William Anderson, MA, LMHC: Success in Weight Loss, as in Life, Is a Result of Good Mental Health

William Anderson, MA, LMHC: Success in Weight Loss, as in Life, Is a Result of Good Mental Health

Recently, I was a guest on Health IQ with Heidi Godman, a one-hour talk show hosted by Heidi Godman, executive editor of the Harvard Health Letter. When she was the ABC7 medical editor, I was a frequent guest, talking about my book, my weight-loss program, and permanent weight loss.

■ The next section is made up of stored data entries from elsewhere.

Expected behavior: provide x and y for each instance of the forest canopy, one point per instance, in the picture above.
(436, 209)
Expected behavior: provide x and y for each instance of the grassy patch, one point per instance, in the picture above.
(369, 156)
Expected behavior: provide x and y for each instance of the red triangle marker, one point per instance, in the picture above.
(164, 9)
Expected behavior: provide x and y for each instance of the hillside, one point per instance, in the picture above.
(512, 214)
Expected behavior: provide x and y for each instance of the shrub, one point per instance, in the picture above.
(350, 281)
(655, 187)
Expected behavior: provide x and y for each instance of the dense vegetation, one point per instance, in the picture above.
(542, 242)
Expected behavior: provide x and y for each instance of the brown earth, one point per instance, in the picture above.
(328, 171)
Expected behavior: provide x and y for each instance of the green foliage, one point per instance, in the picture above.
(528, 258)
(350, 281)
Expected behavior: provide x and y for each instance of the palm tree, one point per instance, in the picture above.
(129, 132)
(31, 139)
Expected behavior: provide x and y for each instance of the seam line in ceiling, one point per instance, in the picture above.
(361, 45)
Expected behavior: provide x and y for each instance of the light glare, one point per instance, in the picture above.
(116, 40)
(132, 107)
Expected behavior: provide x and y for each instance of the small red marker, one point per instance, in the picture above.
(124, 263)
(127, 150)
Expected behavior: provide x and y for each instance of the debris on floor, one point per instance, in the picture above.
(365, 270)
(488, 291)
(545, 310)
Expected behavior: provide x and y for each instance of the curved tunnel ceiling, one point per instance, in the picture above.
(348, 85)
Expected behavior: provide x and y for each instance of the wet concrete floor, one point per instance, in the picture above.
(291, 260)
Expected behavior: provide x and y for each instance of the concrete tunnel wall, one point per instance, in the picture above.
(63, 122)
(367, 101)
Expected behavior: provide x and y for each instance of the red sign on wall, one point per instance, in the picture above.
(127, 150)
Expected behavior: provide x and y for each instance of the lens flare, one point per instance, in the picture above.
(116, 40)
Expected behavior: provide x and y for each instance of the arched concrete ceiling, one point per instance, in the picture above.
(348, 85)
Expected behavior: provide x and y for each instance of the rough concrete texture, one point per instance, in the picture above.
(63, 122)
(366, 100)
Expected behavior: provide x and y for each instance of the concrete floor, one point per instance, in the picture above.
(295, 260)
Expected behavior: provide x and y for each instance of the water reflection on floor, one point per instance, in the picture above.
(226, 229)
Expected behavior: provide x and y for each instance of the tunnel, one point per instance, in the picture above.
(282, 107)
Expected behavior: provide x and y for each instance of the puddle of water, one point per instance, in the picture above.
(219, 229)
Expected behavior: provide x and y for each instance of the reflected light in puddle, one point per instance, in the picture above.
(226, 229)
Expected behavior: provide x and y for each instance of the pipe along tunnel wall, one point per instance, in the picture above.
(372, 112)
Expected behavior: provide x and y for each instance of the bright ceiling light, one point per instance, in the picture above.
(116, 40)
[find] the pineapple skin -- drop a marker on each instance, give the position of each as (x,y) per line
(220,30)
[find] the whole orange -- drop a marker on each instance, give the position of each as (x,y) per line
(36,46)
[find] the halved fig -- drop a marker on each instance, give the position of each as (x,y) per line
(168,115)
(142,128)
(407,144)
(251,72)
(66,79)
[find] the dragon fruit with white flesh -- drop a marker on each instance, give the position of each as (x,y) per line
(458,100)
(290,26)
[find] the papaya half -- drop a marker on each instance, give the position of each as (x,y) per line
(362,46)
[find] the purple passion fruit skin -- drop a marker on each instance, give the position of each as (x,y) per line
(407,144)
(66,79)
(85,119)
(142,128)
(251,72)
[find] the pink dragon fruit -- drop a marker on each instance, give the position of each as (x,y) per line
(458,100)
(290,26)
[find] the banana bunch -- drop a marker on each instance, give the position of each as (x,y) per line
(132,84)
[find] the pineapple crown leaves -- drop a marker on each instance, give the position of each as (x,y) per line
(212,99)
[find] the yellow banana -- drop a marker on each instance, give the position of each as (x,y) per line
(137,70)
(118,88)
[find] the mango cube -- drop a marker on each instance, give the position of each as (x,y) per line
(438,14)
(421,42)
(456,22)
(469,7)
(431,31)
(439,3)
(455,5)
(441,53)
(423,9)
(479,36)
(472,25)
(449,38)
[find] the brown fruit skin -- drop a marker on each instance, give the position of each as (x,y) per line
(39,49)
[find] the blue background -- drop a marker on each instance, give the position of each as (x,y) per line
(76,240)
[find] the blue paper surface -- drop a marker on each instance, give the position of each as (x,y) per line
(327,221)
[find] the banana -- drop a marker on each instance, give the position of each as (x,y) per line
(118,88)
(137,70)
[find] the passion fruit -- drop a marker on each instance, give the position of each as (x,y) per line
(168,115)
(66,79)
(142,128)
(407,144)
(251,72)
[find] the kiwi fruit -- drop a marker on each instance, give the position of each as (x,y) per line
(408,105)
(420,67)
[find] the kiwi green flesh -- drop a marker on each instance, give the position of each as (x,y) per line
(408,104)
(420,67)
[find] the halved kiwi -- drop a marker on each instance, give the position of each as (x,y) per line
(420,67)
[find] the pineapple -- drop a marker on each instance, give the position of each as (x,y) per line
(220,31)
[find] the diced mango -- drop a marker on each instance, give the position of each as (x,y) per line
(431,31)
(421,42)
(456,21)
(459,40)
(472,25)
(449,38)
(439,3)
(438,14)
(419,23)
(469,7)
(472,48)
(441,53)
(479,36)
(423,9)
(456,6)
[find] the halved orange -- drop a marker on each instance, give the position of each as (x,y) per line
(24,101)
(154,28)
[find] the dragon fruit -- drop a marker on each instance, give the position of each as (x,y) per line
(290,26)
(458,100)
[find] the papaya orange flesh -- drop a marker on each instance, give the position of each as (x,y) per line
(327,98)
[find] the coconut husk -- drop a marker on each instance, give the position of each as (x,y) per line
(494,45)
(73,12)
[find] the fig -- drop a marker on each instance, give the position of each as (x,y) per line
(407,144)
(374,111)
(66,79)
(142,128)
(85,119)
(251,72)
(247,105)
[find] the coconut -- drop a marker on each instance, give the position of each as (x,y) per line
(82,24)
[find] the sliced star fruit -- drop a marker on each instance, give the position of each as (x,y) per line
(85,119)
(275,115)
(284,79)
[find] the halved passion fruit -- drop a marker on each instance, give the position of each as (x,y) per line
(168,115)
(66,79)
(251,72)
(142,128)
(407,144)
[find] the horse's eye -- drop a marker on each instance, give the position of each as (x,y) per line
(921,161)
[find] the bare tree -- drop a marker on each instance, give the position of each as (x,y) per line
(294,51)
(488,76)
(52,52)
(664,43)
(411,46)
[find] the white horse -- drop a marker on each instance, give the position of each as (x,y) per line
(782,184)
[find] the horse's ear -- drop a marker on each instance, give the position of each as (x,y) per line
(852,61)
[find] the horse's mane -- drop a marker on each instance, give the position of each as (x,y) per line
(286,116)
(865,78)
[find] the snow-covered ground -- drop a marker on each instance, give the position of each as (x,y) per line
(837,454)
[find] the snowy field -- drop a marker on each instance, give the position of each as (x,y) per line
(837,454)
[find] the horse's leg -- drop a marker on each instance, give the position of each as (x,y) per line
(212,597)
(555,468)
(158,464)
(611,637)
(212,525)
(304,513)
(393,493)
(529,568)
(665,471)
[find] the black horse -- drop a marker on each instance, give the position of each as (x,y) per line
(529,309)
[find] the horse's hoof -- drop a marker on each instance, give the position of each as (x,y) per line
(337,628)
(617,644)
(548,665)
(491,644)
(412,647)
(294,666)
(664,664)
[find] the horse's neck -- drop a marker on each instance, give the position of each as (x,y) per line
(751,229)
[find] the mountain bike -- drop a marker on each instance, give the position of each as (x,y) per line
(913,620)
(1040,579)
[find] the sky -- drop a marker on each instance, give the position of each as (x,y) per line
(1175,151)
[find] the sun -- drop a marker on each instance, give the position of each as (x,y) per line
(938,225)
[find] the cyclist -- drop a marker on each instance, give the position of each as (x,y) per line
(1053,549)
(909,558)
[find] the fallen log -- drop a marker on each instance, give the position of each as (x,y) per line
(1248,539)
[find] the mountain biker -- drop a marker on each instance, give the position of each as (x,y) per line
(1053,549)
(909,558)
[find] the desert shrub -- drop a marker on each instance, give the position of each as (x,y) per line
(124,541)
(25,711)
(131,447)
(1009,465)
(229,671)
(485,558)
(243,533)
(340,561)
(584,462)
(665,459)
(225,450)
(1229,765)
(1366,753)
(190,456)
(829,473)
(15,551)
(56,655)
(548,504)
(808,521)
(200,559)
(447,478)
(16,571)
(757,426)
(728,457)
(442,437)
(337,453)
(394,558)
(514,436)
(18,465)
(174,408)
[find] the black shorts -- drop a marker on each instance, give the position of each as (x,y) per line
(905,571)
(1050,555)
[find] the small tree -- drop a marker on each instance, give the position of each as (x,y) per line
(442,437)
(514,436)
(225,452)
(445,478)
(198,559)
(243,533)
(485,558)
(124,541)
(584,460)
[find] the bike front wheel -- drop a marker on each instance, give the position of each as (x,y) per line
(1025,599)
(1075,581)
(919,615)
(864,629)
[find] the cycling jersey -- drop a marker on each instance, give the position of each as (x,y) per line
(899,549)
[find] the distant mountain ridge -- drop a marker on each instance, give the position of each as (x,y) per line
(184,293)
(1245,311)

In the call-in segments during the TV shows, Heidi asked about "tips" and "tricks" that would solve the problem, and callers asked about what diets work best, what to eat and what not to eat. Heidi and the callers were always frustrated, because my answers were not what they thought they should be. We don't use diets. There are no lists of what to eat and what to avoid. We eat what we like and develop habits of eating the right caloric volumes. No, we don't have to exercise to lose weight. My answers flew in the face of what they believed about weight loss. They wanted what I say to sound like what they have heard other "experts" say, but it doesn't. It won't, because rather than diets, the real solution is in creating good mental health -- the thinking, beliefs, habits and attitudes that will generate healthy behavior and a healthy body. The solution is in training the mind to produce the result you want, like an athlete or musician trains himself to produce success in what they want. Success is not a matter of tips, tricks, choosing what instrument to play, what diet to try or simply wanting it badly enough. The solution is a matter of learning the mental skills that will produce the result, and then training in those skills until they become the way you think and live, habitually.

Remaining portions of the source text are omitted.